VxRail P570F Performance Benchmark

Thanks to our friends at Dell EMC, we had 4 x VxRail P570F’s in the office recently. The P-series are classed under the Performance Range of boxes and its often time what is proposed for demanding workloads (refer to datasheet excerpt below). Again, the performance of any system (regardless of classifications) are highly dependent on the configuration that it is built on.

The units that we had were of the following configs. The config below is per node.

vxrail.jpg

2 x Intel Xeon Gold 6130 2.1GhZ
384 GB DDR4 2666 RAM
2 x 800GB Write Intensive SAS SSD
10 x 3.84TB Read Intensive SAS SSD
1 x HBA330 Controller

It was a fairly standard / generic DEMO system and not remotely a maxed out P-Series configuration.
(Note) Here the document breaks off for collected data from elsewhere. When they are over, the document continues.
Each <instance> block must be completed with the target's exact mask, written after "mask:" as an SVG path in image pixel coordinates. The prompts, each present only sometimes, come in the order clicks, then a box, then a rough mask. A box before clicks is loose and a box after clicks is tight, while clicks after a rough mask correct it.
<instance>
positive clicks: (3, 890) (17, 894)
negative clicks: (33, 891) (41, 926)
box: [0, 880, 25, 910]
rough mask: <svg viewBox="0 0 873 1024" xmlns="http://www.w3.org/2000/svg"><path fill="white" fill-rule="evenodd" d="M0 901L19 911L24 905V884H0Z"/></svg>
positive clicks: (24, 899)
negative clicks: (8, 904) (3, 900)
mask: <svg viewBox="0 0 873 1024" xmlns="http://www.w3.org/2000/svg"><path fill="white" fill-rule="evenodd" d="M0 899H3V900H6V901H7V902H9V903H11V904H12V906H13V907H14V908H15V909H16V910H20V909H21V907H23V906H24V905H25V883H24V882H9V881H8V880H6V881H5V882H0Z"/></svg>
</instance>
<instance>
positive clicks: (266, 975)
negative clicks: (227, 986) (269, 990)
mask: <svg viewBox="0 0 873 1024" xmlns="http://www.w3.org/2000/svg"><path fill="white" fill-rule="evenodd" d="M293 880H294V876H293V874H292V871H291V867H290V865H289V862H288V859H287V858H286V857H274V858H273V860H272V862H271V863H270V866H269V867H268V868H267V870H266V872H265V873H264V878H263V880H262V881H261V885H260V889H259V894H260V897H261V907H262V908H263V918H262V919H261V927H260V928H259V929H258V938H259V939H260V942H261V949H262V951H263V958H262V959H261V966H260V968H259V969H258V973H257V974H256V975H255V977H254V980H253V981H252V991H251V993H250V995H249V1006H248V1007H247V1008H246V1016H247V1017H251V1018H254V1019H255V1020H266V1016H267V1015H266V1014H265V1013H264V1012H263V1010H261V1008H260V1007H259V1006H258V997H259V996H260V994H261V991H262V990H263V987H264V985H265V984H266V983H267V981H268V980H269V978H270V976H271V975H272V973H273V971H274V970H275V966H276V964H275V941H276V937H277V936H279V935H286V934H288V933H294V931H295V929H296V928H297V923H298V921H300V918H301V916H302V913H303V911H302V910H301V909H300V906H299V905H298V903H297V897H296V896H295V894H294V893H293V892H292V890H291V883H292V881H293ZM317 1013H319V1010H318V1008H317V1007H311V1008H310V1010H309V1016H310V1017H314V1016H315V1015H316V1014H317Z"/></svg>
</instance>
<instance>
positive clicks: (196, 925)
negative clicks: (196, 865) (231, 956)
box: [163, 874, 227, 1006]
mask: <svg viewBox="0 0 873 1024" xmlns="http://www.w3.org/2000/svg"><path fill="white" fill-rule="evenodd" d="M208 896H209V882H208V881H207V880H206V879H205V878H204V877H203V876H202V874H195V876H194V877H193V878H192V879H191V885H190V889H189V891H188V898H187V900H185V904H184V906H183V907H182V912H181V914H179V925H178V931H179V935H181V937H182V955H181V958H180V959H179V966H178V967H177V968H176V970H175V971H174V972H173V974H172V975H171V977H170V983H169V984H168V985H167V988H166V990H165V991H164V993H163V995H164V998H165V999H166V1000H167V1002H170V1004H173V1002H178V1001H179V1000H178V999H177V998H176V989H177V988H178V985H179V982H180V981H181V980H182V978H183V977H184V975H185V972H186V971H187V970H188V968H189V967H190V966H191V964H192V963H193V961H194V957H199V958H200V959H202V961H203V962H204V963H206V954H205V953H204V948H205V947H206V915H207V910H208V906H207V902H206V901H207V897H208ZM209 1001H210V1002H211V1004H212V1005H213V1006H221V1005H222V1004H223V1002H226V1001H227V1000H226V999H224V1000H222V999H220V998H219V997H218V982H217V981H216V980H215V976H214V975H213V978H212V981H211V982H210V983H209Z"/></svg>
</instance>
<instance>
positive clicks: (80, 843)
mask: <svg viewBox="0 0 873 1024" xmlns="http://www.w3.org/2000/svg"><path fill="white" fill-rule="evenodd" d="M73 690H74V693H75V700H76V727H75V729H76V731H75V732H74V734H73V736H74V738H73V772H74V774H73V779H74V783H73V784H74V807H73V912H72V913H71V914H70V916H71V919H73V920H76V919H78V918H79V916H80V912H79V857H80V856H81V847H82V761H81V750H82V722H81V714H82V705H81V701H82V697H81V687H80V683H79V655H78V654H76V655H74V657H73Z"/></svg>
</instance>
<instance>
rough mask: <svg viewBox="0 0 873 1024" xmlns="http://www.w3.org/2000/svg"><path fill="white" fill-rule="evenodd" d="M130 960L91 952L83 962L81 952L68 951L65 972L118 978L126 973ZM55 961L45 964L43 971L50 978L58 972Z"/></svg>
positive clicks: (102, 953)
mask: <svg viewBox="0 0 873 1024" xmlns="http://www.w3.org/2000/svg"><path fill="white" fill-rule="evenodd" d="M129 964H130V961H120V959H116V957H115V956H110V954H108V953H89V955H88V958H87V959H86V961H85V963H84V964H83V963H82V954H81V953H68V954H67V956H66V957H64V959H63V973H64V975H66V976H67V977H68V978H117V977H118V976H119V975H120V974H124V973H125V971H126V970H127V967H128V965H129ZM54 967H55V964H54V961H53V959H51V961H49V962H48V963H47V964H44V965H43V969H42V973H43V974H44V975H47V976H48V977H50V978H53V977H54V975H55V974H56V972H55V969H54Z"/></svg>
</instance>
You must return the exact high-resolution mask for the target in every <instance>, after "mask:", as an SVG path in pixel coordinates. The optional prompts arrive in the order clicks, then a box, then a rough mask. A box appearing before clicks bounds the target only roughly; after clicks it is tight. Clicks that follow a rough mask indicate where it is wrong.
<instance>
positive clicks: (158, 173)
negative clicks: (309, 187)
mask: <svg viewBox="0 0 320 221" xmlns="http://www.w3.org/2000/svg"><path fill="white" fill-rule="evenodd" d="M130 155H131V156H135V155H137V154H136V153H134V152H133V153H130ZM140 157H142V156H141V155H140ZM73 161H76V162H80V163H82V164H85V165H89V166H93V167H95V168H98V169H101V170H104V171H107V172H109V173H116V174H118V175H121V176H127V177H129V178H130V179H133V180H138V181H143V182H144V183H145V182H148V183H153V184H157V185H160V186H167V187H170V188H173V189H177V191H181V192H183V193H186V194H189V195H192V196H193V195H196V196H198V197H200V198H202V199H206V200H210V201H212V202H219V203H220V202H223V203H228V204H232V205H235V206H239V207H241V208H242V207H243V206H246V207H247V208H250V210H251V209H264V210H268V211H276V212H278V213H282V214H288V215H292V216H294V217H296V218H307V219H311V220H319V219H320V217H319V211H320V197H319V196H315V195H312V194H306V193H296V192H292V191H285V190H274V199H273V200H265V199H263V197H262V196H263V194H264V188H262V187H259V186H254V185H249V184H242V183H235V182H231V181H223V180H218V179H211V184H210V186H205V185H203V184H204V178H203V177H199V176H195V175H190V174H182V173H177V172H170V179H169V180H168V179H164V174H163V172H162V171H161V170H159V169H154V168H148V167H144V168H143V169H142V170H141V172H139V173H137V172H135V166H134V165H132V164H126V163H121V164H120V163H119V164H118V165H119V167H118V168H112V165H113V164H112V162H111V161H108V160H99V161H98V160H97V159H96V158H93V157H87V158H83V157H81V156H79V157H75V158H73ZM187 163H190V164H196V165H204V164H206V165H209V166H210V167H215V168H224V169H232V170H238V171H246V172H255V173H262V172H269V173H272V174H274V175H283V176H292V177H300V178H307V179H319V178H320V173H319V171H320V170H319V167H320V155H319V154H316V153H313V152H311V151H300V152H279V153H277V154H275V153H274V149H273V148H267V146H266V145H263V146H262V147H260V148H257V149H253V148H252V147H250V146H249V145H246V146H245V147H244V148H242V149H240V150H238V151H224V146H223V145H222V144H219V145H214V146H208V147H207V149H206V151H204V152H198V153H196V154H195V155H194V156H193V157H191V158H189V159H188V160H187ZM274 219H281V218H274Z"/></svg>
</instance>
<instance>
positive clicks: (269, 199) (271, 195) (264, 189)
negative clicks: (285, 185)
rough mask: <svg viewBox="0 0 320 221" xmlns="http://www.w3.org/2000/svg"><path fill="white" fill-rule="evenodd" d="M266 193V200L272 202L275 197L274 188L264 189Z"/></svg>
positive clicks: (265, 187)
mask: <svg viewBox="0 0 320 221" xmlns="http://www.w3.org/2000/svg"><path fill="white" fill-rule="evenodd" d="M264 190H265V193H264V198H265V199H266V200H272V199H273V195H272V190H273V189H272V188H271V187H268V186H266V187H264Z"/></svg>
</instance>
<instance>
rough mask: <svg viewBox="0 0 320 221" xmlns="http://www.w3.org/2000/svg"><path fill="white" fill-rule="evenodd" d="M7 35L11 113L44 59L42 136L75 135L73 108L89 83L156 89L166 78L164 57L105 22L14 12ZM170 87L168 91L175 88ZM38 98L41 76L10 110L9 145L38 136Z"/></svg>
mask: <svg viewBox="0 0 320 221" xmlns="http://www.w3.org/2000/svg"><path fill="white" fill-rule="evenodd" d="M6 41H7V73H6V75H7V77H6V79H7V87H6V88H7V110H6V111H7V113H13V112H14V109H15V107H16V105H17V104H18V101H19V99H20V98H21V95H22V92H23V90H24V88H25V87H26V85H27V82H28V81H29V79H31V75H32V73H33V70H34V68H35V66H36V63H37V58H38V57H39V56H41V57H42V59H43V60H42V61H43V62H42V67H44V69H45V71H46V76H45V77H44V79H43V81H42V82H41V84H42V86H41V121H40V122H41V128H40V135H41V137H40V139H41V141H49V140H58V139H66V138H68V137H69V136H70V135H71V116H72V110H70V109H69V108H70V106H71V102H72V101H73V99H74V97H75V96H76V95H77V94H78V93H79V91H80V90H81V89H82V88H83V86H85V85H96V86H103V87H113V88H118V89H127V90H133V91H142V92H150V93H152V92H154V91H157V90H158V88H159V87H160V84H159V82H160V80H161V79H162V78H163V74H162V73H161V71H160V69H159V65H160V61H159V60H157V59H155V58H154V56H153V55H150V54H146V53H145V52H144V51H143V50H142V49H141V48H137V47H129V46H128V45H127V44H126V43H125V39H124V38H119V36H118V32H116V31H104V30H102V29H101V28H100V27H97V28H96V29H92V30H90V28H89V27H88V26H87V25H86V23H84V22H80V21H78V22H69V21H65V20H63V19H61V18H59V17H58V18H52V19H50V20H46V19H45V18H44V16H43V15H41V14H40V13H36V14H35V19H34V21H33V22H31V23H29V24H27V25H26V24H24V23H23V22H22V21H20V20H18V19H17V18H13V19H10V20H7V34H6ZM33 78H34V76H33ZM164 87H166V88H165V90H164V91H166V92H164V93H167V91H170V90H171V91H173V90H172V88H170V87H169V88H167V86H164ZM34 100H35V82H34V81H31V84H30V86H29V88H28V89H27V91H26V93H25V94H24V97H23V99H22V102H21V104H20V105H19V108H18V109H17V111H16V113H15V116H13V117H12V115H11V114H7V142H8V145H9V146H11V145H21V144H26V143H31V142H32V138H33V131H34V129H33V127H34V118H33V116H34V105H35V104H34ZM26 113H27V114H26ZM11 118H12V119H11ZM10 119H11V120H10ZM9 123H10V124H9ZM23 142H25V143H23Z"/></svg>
There is still a lot of room to grow in terms of additional cache drives and capacity drives. Think of this as a baseline of roughly what you could get.

The benchmark tests were done using a synthetic load generator, HCIBench. While it is part of the VMware Fling site download, it is in no way tweaked to make vSAN look good (I promise!). I have used IOMeter as well, and results were similar. The underlying load gen of HCIBench is of the popular VDBench and all VMware have done is put a nice looking GUI on top of it and automation to make deploying VDBench faster / easier.

The tests were also done with generic out-of-the-box configurations with ZERO tweaking. The workload profile tested is a typical 70% Read 30% Write on 8k Blocks, which is common in most Enterprises. I have also used RAID 5 Erasure Coding to introduce additional overheads to simulate worst case scenarios. Would have liked to do RAID 6 but I have insufficient nodes for it. The tests were then done against multiple Outstanding IO (OIO) variables. The definition of OIO’s are IO’s waiting in queue. More OIO’s usually results in higher IOPS and potentially an increase in latency. The sweet spot for OIO’s is often the cross-over point where additional OIO’s generates marginal IOPS improvements and significant latency increase.

The results of the benchmark runs

The results of the benchmark runs


The diagram above shows that latency is significantly amplified beyond OIO=48. Like mentioned earlier, this is the sweet spot for this config. Can you run it at higher OIO and workloads? Sure! The increment may be marginal beyond that, but if the IOPS & Latency is still within the thresholds that is comfortable to your applications / users. No issues at all.

Having said that, for a small cluster running such a workload at 160,000 IOPS; 70/30; 8K block; <2ms Read Latency and <5ms Write Latency, this would be more than sufficient for most Enterprise applications (historically, for traditional SAN’s, anything <20ms is a good day).

Of course, the beauty of vSAN have always been it’s ability to apply specific policies at the granularity of a VM/VMDK. So if there are specific applications that require better performance/lower latency, a RAID 1 policy can be applied, while others remained at RAID 5.

Hopefully, the numbers above gives you a sample of what you can roughly expect from a typical Enterprise workload profile on a system with the above config, and not some HERO number of 100% Reads (which I hope you guys realise its unrealistic).